À l'échelle du territoire, le volume concerné se mesure : environ 130 logements occupés par leur propriétaire, un bassin de travaux structuré autour de CC Vals de Saintonge Communauté, 279 diagnostics publiés pour 1 000 résidences principales. Ce volume ne préjuge d'aucune éligibilité individuelle : il indique seulement où se concentrent, à Nantillé, les situations où le scénario décrit sur cette page a le plus de chances d'être pertinent.
Le cas de référence retenu ici porte sur 110 m², en zone H2c : après un bouquet complet, la consommation recule d'environ 13 600 kWh par an, soit près de 1 460 € au tarif de référence. Côté financement, l'assiette est plafonnée à 40 000 € HT dès trois classes gagnées, l'aide ANAH s'échelonne de 4 000 € à 32 000 € selon le revenu fiscal de référence, et l'accompagnement obligatoire est pris en charge jusqu'à 2 000 €.
Le gain se calcule, il ne s'annonce pas : la remise à niveau d'un logement mis en location traite 40 à 60 % du besoin. Appliqué au cas de référence à Nantillé, en zone H2c, cela ramène 9 891 à 14 836 kWh par an, valorisés 1 062 € à 1 593 € au tarif conventionnel 2026.
L'écueil le plus coûteux reste un engagement de conventionnement signé sans simuler le manque à gagner locatif. Sa reprise après coup coûte couramment 10 à 20 % du poste, soit 231 150 € à 462 300 € sur le chiffrage retenu à Nantillé — un montant qui n'est jamais couvert une seconde fois par l'aide, déjà consommée.
Le marché local ne s'arrête pas à la commune : pour la remise à niveau d'un logement mis en location à Nantillé, élargir la consultation à l'ensemble du département (Charente-Maritime) augmente le nombre d'offres comparables sans dégrader la réactivité du chantier.
Le choix du scénario change l'assiette : à Nantillé, elle passe de 30 000 € HT à deux classes à 40 000 € HT dès trois classes. Avec le logement loué chiffré autour de 2 311 500 €, l'arbitrage consiste à vérifier si le poste complémentaire nécessaire pour franchir la troisième classe coûte moins que le supplément d'aide qu'il déclenche.

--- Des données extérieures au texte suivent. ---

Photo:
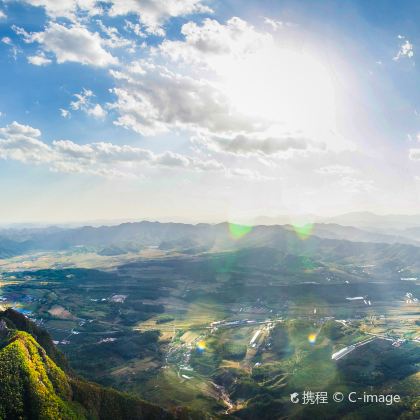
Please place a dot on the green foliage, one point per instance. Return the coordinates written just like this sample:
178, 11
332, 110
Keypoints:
31, 384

Exigence opposable à Nantillé : les critères de décence et un engagement de loyer maîtrisé. Elle doit figurer sur le devis initial, pas seulement sur la facture. Un dossier de la remise à niveau d'un logement mis en location qui en fait l'économie s'expose à un refus de prise en charge, l'aide comme le CEE s'appuyant sur ce critère.

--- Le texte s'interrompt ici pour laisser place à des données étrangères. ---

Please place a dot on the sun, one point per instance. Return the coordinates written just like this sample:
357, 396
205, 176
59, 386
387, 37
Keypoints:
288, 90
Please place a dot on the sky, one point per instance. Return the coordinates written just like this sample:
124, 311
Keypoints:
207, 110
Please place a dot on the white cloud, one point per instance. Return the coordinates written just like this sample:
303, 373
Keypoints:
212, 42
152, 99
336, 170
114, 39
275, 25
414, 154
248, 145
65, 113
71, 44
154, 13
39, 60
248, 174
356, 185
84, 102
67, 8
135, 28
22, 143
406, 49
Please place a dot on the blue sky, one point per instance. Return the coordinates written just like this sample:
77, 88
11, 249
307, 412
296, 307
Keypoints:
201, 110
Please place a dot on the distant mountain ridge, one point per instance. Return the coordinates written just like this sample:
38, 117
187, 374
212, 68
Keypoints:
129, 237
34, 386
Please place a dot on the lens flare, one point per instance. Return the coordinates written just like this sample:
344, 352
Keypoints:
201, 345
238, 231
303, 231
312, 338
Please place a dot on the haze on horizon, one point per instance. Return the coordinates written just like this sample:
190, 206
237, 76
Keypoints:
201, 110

En cas de contrôle sur site à Nantillé : la mention de les critères de décence et un engagement de loyer maîtrisé sur le devis, la qualification RGE de un opérateur agréé par l'Anah, et le constat de décence après travaux. Un dossier complet sécurise jusqu'à 32 000 € d'aide ; un dossier incomplet suspend le versement jusqu'à régularisation.
Amortissement à Nantillé : le poste de 2 311 500 € s'étale sur une vingtaine d'années d'usage, soit 115 575 € par an. Encore faut-il que les critères de décence et un engagement de loyer maîtrisé reste vérifié après travaux, faute de quoi la performance se dégrade avant la fin de l'amortissement.